There are many different dimensions to the marketing discipline and no shortage of pundits who expound on the merits and complexities of brand, position, etc. but in reality, the only thing that matters about your marketing efforts are their impact on customer acquisition.
Regardless of the business you are in, you have some type of sales pipeline whether that is someone walking into your store and browsing around or someone entering a long and complex sales cycle to make a capital investment.
Marketing is often thought of as a cost center and, to a degree, it is a cost of doing business but the closer you can get to revenue generating activities and the better you are at connecting the dots between marketing activities and booked sales the better for you and your company.
Go and look at your last three new customers. Where did they come from? How did they find out about you? How long were they in your sales cycle? How and when did they touch your company either in person or via some on-line path (website, social group, etc.)?
Now take a look at your sales pipeline. How many opportunities are there? The sales pipeline is the focal point of the market-facing side of your organization. So, anyone in sales, marketing, customer care, product management, etc. should have access to this on a real-time basis and understand how won, lost, and stale opportunities impact their job and day-to-day activities. This forces a level of transparency that may make some uncomfortable as sales shares their ups and downs, marketing is held to account for their budget, and product sees the results of feature priorities but it will add a focused discipline to your company and the priorities of everyone on your team.

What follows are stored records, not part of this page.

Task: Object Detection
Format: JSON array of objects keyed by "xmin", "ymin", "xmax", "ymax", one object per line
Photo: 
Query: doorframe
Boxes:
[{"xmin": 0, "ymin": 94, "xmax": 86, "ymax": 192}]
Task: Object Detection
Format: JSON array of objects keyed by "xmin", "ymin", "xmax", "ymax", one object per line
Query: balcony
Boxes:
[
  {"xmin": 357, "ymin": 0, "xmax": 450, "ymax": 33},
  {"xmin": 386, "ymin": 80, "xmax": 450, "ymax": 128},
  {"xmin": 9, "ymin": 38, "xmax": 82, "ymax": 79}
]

As a marketer, you need to be maniacally focused on the source of an opportunity. The source is the marketing activity that introduced the prospect to your company. This could be a simple web search in which case you need to know what they searched on to more proactive efforts like inside sales outreach. Regardless, knowing this is a critical component to measuring the return on any marketing activity. Where it gets more complex is understanding attribution. Attribution is sort of like putting a puzzle together to understand the activities taken to go from first contact (source) to becoming a customer. After that search, what did they do? Read a section of your website, request more information, or talk to someone?
Once you have this understanding, your job is to reproduce it at scale and cost effectively. Ultimately you are seeking a predictable, repeatable, and cost effective way to find, engage, and close new customers. That is the job of marketing and don’t forget it.
View marketing success through the sales pipeline.